Der Spruch ist Teil der Alltagskultur geworden. Werbung setzt keine Trends, sie greift Trends und Stimmungen auf und verschlagwortet sie.

Was ist deine schönste Erinnerung an zehn Jahre taz?

Beim Grand-Prix haben wir damals mit Senait den vierten Platz gemacht, weit vor der FAS. Oder der Panter-Preis! Aber ich bin gerade mitten in der Vorbereitung für die nächste, meine letzte Abo-Kampagne. Werber leben im Augenblick; das, was sie gerade machen, ist das Aufregendste.

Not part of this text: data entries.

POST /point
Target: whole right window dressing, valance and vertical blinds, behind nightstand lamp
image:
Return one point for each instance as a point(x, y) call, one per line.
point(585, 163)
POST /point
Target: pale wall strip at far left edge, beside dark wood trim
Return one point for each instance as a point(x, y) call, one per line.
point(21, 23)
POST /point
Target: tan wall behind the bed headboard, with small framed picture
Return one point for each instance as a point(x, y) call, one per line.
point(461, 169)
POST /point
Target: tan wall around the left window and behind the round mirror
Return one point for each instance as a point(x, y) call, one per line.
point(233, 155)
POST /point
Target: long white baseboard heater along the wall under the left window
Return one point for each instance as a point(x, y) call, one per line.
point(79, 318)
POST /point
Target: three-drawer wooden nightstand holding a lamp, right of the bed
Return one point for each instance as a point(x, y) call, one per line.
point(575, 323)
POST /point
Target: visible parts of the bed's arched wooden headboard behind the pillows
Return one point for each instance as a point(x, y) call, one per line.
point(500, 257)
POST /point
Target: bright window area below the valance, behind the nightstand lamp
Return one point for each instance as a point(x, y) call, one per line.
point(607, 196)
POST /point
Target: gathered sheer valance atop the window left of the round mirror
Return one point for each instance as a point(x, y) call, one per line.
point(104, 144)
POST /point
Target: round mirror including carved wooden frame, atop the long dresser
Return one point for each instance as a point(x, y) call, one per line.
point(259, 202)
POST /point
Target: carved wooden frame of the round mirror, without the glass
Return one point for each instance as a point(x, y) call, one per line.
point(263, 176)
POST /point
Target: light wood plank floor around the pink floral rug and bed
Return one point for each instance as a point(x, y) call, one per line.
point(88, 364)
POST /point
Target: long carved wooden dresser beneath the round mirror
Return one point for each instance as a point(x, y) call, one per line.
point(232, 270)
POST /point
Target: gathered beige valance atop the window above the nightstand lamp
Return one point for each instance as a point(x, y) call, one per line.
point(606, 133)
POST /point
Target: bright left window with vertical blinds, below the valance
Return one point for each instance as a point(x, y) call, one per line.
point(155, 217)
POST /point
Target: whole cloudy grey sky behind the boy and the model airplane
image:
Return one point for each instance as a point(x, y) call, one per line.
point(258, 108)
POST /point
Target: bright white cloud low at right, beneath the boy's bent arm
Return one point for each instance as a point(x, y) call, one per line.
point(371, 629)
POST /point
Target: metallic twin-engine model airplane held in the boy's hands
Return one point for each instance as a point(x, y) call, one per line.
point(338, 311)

Du wechselst zum Ehapa Verlag. Aus finanziellen Gründen?

Das ist zu einfach, obwohl Geld eine Rolle spielt, wenn man zwei Kinder hat. Ich gehe hier nicht gerne weg, aber es ist nicht verkehrt, sich nach zehn Jahren zu verändern. Ich habe auch nicht das Gefühl, schon alles gelernt zu haben.

Gibt es etwas, das dein Nachfolger oder deine Nachfolgerin wissen muss?

Die Stellenanzeige ist ja heute im Blatt. Man sollte sich auf dieses merkwürdige Gebilde namens taz lustvoll einlassen.